Dal colpo di Stato del 2013 agli accordi di pace del febbraio 2019 alla crisi politico-militare scaturita dalle elezioni del dicembre 2020 la Repubblica Centrafricana è in preda a una crisi prolungata e complessa. Come, a suo avviso, il Paese potrebbe avviarsi per un processo di pacificazione duraturo?
La divisione è il lavoro del diavolo, il nostro lavoro di religiosi è quello di unire, di far sì che le persone aprano il proprio cuore all’altro. Unire e non dividere: ecco, la nostra vocazione. Dio è padre di tutti e solo se siamo disarmati siamo veramente suoi figli. In questo modo diventiamo quello che siamo chiamati a essere, fratelli e sorelle su un’unica terra. E non persone che cercano di distruggere gli altri. In ogni caso, fino al 2019 l’80% del territorio nazionale era sotto le mani dei ribelli e il 20% in quelle del governo; ora le percentuali si sono rovesciate. Oggi i ribelli stanno rintanati nella foresta. La gente può ricominciare a vivere, a lavorare, a coltivare i campi. Dobbiamo sostenere questo tentativo di tornare alla normalità.

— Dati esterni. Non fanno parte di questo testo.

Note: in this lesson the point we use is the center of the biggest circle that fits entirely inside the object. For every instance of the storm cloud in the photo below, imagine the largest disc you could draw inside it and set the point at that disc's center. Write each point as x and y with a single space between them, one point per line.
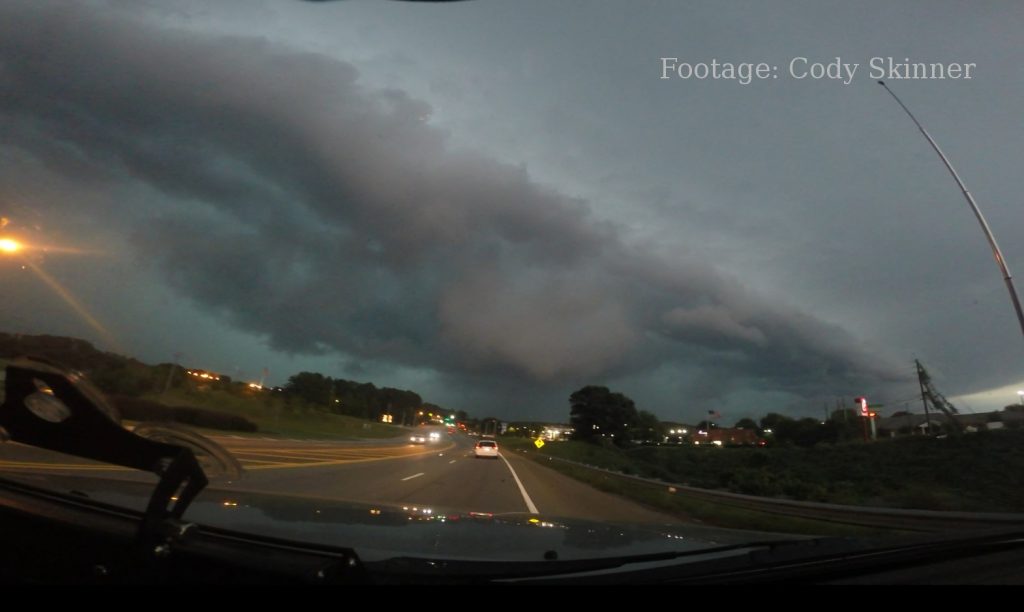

Per aiutarci a capire: qual è̀ la composizione religiosa della Rca?
La maggioranza è̀ protestante, un po’ più del 50%; più del 30% sono cattolici, c’è̀ un 10% musulmano, gli altri sono animisti.
E il dialogo coinvolge tutti?
Sì, è aperto a tutti. Ognuno può portare il proprio contributo religioso, per costruire un mondo di fraternità.
Venendo a quello che accade in Europa, secondo lei la guerra in Ucraina potrebbe avere un effetto domino in Africa?
Questo non lo so. Penso, però, che chi mena i fili di tante guerre che si svolgono in Africa si trovi in Europa, perché dietro a conflitti e scontri vi è chi vuole acquistare diamanti e oro, o mettere le mani su giacimenti di gas e altre materie prime. Esistono indubbiamente interessi di mercato molto vasti. Bisogna, invece, far sì che il rispetto della dignità di ogni persona umana sia il valore principale nella scena politica, così come il fatto che ogni persona possa vivere dignitosamente. Perché si arrivi a questo c’è bisogno di buon governo, bisogna superare il tribalismo, il nepotismo e dare spazio a tutti, nell’interesse del popolo, senza lasciare campo libero in maniera assoluta a interessi privati.